About 82% of patients in this observational study were in a coma for a median of 10 days and 55% raved for a median of three days. Acute cerebral dysfunction (coma or delirium) lasted an average of 12 days.

“This is double what is seen in non-COVID ICU patients,” said Brenda Pun, DNP, RN at VUMC, co-author of the study with Rafael Badenes MD, PhD, at the University of Valencia, Spain. The authors cite a large previous study in a multi-site ICU, also led by VUMC, where acute brain dysfunction lasted an average of five days, including four days of coma and one day of delirium.

The authors note that COVID-19 disease processes can predispose the patient to a greater burden of acute brain dysfunction. But they also note that a number of patient care factors, some of which are related to the pressures imposed on health care by the pandemic, also appear to have played a significant role.

The study appears to show a reversal to obsolete intensive care practices, including deep sedation, widespread use of benzodiazepine infusions (benzodiazepine is a nervous system depressant), immobilization and isolation from families. The authors found that, with respect to COVID-19, there was an apparent and widespread abandonment of the most recent clinical protocols that have been proven to help prevent acute brain dysfunction that haunts many critically ill patients.
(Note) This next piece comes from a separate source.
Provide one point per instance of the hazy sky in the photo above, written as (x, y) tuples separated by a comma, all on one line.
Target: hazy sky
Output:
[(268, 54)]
“It is clear from our findings that many ICUs have returned to sedation practices that do not comply with best practice guidelines,” said Pun, “and we have been speculating about the causes. Many of the hospitals in our sample reported a shortage of ICU providers. informed about best practices There were concerns about the scarcity of sedatives, and early reports from COVID-19 suggested that the observed lung dysfunction required exclusive treatment techniques, including deep sedation. In the process, the main preventive measures against acute brain dysfunction went to Planks. “

Using electronic health records, the researchers were able to closely examine patient characteristics, care practices and clinical evaluation results. About 88% of the patients followed up in the study were mechanically ventilated in an invasive manner at some point during hospitalization, 67% on the day of admission to the ICU. Patients who received sedative benzodiazepine infusions were 59% more at risk of developing delirium. Patients who received a family visit (face-to-face or virtual) had a 30% lower risk of delirium.

“There is no reason to think that, since the end of our study, the situation of these patients has changed,” said one of the study’s senior authors, Pratik Pandharipande, MD, MSCI, professor of Anesthesiology.

“These prolonged periods of acute brain dysfunction are largely preventable. Our study sounds an alarm: as we enter the second and third waves of COVID-19, ICU teams need, above all, to return to lighter levels of sedation for these patients. , frequent awakening and breathing tests, mobilization and safe personal or virtual visitation. “

Pandharipande is co-director, with the other senior author of the study, Wesley Ely, MD, MPH, of the Center for Critical Illness, Cerebral Dysfunction and Survival. Pun is the data quality director at the center. Other VUMC researchers in the study include Onur Orun, MS, Wencong Chen, PhD, Rameela Raman, PhD, Beata-Gabriela Simpson, MPH, Stephanie Wilson-Linville, BSN, Nathan Brummel, MD, and Timothy Girard, MD.